我在https://github.com/jakesgordon/bin-packing
处使用了bin打包js实现。当我将帧尺寸指定为800x600
并且块大小为150x700、150x700可以说,它不能容纳但是,有足够的空间。制作700x150和700x150时相同,将适合它。
如何修改代码,以便它可以动态旋转块大小并适合框架。
这里使用的js包装器是
Packer = function(w, h) {
this.init(w, h);
};
Packer.prototype = {
init: function(w, h) {
this.root = { x: 0, y: 0, w: w, h: h };
},
fit: function(blocks) {
var n, node, block;
for (n = 0; n < blocks.length; n++) {
block = blocks[n];
if (node = this.findNode(this.root, block.w, block.h))
block.fit = this.splitNode(node, block.w, block.h);
}
},
findNode: function(root, w, h) {
if (root.used)
return this.findNode(root.right, w, h) || this.findNode(root.down, w, h);
else if ((w <= root.w) && (h <= root.h))
return root;
else
return null;
},
splitNode: function(node, w, h) {
node.used = true;
node.down = { x: node.x, y: node.y + h, w: node.w, h: node.h - h };
node.right = { x: node.x + w, y: node.y, w: node.w - w, h: h };
return node;
}
}
答案 0 :(得分:1)
我认为以下代码可以解决问题...?! (即,我进行了有限的测试,但是对于我所测试的东西,它似乎可以工作。)
我基本上在 findnode 例程中添加了另一个选项,以旋转块(即,切换宽度和高度尺寸)作为一个选项,如果它不适合其预定义的方向。这涉及在 block 中添加另一个称为 rotate 的属性,以指示尺寸已被交换。 (当然,引入交换和 rotate 属性是必要的,必须将 block 传递给 findnode 而不是 w 和 h ,如前面的代码一样。)
Packer = function(w, h) {
this.init(w, h);
};
Packer.prototype = {
init: function(w, h) {
this.root = { x: 0, y: 0, w: w, h: h };
},
fit: function(blocks) {
var n, node, block;
for (n = 0; n < blocks.length; n++) {
block = blocks[n];
block.rotate = false;
if (node = this.findNode(this.root, block))

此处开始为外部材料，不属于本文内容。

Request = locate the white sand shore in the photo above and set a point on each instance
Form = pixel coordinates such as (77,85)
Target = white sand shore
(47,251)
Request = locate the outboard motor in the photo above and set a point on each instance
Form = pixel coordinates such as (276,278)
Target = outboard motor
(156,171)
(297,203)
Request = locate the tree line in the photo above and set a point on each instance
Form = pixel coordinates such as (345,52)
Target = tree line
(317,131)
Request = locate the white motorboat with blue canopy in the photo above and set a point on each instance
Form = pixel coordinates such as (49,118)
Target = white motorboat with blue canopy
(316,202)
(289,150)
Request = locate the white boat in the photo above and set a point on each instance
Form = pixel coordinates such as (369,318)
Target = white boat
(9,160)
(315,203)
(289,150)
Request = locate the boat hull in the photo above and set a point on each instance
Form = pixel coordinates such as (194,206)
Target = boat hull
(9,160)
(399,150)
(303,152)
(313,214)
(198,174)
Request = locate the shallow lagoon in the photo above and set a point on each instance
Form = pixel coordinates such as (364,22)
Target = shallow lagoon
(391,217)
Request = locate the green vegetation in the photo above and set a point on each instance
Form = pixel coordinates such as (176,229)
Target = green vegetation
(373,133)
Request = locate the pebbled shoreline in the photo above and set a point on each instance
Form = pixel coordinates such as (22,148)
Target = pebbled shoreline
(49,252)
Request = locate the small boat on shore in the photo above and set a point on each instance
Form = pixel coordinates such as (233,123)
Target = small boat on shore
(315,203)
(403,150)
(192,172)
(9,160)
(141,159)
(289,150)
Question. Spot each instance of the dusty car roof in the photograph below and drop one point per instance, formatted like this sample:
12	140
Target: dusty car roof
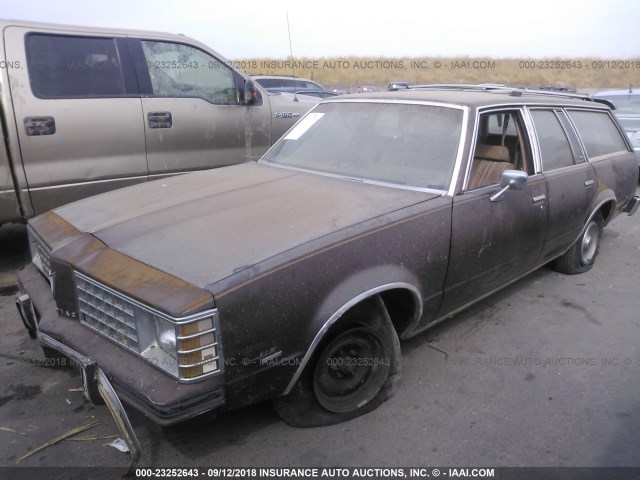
474	98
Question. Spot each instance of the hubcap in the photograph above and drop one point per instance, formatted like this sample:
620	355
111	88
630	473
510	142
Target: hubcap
589	244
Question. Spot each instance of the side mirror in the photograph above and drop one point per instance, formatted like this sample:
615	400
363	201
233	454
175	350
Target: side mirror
515	179
250	93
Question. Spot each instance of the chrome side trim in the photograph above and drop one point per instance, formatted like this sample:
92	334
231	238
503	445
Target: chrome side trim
67	185
341	311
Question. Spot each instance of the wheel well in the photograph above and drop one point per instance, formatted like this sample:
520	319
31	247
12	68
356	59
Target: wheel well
607	210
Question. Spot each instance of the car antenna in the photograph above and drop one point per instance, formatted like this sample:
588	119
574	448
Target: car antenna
293	68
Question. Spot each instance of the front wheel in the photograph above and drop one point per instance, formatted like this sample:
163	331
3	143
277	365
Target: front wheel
582	254
353	371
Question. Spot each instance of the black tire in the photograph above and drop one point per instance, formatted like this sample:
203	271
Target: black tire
352	372
582	254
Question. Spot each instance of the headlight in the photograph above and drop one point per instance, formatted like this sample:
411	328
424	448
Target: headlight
166	336
198	349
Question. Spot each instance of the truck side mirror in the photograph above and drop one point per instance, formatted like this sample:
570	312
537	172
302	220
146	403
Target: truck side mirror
250	93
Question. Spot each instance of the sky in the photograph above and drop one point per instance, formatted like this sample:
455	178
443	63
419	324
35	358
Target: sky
330	28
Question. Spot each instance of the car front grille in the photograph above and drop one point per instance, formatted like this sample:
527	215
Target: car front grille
107	313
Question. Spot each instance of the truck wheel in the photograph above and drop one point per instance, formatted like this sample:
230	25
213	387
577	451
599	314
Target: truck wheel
355	370
582	254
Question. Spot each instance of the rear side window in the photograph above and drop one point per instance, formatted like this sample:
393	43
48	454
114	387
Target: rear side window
71	67
599	134
178	70
555	149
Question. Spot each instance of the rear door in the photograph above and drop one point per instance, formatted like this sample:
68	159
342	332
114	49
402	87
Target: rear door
77	112
193	108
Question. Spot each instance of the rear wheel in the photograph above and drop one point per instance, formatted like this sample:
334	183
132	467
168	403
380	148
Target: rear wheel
353	371
582	254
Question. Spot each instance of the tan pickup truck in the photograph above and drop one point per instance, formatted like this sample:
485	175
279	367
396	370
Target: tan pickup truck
88	110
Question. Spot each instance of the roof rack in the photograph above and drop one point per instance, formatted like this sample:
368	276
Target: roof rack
513	91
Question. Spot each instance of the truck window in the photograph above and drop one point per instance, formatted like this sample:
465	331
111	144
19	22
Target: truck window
555	149
599	134
179	70
63	66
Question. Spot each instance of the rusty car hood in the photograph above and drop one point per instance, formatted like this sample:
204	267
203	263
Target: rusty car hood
206	226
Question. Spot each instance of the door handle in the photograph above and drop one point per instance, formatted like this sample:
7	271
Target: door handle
35	126
159	120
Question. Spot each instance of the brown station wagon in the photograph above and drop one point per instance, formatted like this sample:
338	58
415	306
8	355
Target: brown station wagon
375	217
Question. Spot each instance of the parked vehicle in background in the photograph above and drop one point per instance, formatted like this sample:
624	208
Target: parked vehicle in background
87	110
627	110
292	279
555	88
283	83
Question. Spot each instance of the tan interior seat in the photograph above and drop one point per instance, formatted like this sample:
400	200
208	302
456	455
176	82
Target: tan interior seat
489	162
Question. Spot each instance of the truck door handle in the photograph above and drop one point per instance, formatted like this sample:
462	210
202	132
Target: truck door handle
159	119
35	126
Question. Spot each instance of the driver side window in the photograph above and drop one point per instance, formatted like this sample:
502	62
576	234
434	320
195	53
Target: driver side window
178	70
499	146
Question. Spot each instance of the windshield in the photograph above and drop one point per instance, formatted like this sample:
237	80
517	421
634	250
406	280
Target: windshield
405	144
624	103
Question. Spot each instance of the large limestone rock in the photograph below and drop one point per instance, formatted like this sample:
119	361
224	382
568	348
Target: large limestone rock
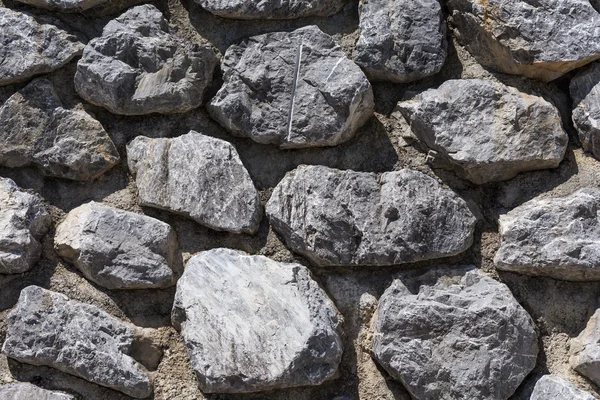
118	249
487	131
539	39
585	92
272	9
293	89
46	328
401	40
139	66
36	130
557	237
335	217
23	222
457	334
197	176
32	46
252	324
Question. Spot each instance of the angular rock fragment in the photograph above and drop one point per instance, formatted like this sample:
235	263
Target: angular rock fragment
400	40
31	48
538	39
252	324
585	92
272	9
36	130
197	176
457	334
293	89
118	249
487	131
335	217
557	237
23	222
139	66
46	328
552	387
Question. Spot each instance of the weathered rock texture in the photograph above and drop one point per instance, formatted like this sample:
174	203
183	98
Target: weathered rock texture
118	249
23	222
31	48
36	130
252	324
543	39
557	237
294	89
196	176
46	328
338	217
585	92
139	66
401	41
510	131
272	9
462	335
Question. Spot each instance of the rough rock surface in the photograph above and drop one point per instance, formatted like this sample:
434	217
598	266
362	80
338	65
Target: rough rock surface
460	335
46	328
196	176
401	41
557	237
118	249
36	130
23	221
31	48
294	89
338	217
585	92
538	39
252	324
139	66
272	9
510	132
552	387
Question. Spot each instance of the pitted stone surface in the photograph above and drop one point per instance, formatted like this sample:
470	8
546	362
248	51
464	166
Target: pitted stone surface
487	131
197	176
46	328
335	217
557	237
36	130
293	89
139	66
457	334
252	324
118	249
400	40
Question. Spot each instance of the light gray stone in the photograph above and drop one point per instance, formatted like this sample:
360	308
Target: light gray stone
487	131
335	217
47	328
539	39
197	176
552	387
32	46
557	237
35	130
272	9
118	249
24	220
401	40
585	92
293	89
454	334
252	324
139	66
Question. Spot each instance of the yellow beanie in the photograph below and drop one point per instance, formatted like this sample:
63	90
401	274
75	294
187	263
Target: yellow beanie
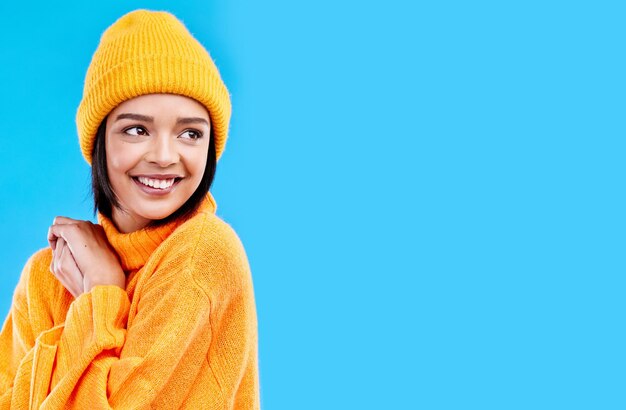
148	52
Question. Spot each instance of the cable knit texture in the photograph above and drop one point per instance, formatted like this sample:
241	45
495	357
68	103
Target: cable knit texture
183	334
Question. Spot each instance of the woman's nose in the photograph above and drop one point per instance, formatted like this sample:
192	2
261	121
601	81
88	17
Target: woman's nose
163	151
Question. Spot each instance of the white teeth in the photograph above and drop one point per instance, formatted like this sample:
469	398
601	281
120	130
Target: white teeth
157	183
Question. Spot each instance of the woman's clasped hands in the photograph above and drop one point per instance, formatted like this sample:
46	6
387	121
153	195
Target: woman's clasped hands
82	256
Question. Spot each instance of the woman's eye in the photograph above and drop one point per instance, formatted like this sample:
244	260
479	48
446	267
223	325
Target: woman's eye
136	131
191	134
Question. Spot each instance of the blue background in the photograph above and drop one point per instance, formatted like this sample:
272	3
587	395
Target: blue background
431	194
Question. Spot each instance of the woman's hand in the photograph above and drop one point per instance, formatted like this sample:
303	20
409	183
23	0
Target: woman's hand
82	256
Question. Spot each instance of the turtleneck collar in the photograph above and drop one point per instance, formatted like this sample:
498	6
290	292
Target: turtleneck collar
134	248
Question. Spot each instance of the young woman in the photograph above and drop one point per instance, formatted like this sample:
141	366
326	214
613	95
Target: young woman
154	306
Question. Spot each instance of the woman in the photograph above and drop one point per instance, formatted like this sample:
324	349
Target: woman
154	306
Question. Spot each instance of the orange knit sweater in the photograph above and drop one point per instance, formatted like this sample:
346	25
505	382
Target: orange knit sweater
182	335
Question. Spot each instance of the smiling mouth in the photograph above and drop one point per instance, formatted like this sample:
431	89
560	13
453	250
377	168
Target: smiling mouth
157	183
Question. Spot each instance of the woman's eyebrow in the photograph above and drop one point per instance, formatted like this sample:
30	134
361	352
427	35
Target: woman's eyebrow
137	117
192	120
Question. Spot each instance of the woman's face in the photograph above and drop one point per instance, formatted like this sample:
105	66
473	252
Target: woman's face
157	147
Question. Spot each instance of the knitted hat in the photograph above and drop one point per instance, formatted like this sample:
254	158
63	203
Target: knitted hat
146	52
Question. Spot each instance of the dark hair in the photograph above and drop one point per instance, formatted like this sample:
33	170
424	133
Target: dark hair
105	199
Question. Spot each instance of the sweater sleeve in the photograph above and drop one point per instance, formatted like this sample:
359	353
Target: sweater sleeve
16	341
186	320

block.fit = this.splitNode(node, block);
}
},
findNode: function(root, block) {
if (root.used) {
return this.findNode(root.right, block) || this.findNode(root.down, block);
} else if ((block.w <= root.w) && (block.h <= root.h)) {
return root;
} else if ((block.h <= root.w) && (block.w <= root.h)) {
let temp = block.w;
block.w = block.h;
block.h = temp;
block.rotate = !block.rotate;
return root;
} else
return null;
},
splitNode: function(node, block) {
node.used = true;
node.down = { x: node.x, y: node.y + block.h, w: node.w, h: node.h - block.h };
node.right = { x: node.x + block.w, y: node.y, w: node.w - block.w, h: block.h };
return node;
}
}
希望这能帮到您。
答案 1 :(得分:1)
正在添加第二个答案,因为这与第一个答案完全不同,并尝试使用问题中提出的2D Bin Packing算法解决更核心的问题。使用该特定算法,splitNode例程会生成可用于拟合块的down和right节点,但没有考虑到随着可用节点的累积,邻接的并集的可能性节点可以容纳更大的块...
例如,在下面提出的算法中,给定800x600的初始堆,放置500x300的块将导致堆中包含两个堆块,分别为(0,300)-(800,600)和(500,0)-(800,600)。这两个heapBlock将在(500,300)-(800,600)区域重叠,以确保在搜索适合块的位置时最大的heapBlock区域被表示。而在2D Bin Packing算法中,down或right中没有相交区域,而是偏向于一个或另一个节点的潜在重叠空间...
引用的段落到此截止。